Click here for instructions on how to obtain a payoff statement from your lender.

3. Autopay High Jinks
Most loan servicers allow you to make automatic payments on the same day every month. If your servicer makes a mistake and takes money out of your bank account earlier than the scheduled date, you may get hit with overdraft or non-sufficient funds fees.

Another, more subtle, problem is if your payment is scheduled to be made on a day when the bank is closed — on a weekend or holiday — it often won’t be processed until the next business day. When that happens, some loan servicers are charging borrowers the extra interest that accrues for a day or two after you thought your payment would be made.

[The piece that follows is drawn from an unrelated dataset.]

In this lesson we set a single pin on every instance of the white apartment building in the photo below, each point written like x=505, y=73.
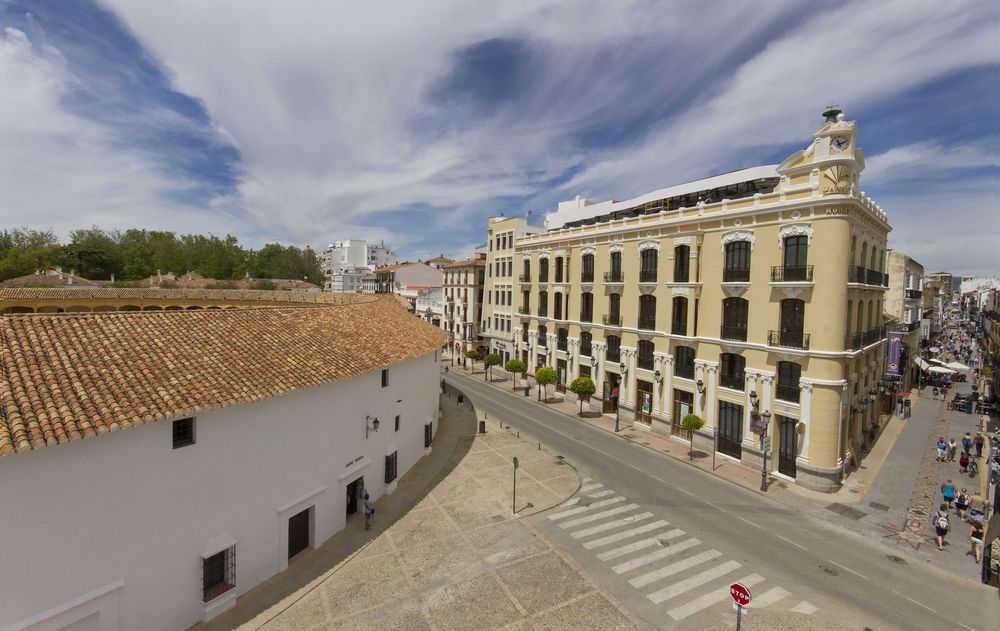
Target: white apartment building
x=204, y=496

The amount of extra interest charged is so small you might not even notice, but the CFPB says that when you add up the impact across all borrowers using automatic payment, it constitutes “a substantial injury” that’s not outweighed by the convenience provided by the service. The CFPB says loan servicers should credit payments back to the due date, or make clear to borrowers using automatic payment that they extra interest can accrue.

4. Misrepresentation of Dischargeability of Student Loans in Bankruptcy
Although it’s not easy to get out from under student loan debt in bankruptcy court, it can be done if you can demonstrate “undue hardship.”

CFPB examiners had previously reported that some loan servicers were erroneously telling borrowers that student loan debt is not dischargeable in bankruptcy. The latest report details a new twist: at least one servicer has been advising borrowers who have already gone through bankruptcy that their student loan debt is not dischargeable. In fact, the CFPB says, borrowers “often have avenues to reopen bankruptcy cases or otherwise raise ‘undue hardship’ challenges to the enforceability of student loans.”

5. Misrepresentation of Late Fees
At least one loan servicer is telling borrowers that they may have to pay late fees on loans held by the Department of Education. Department of Education loan notes allow for the charging of late fees, but the government “does not, at this time, charge late fees on its loans and it instructs its servicers not to do so,” the CFPB said.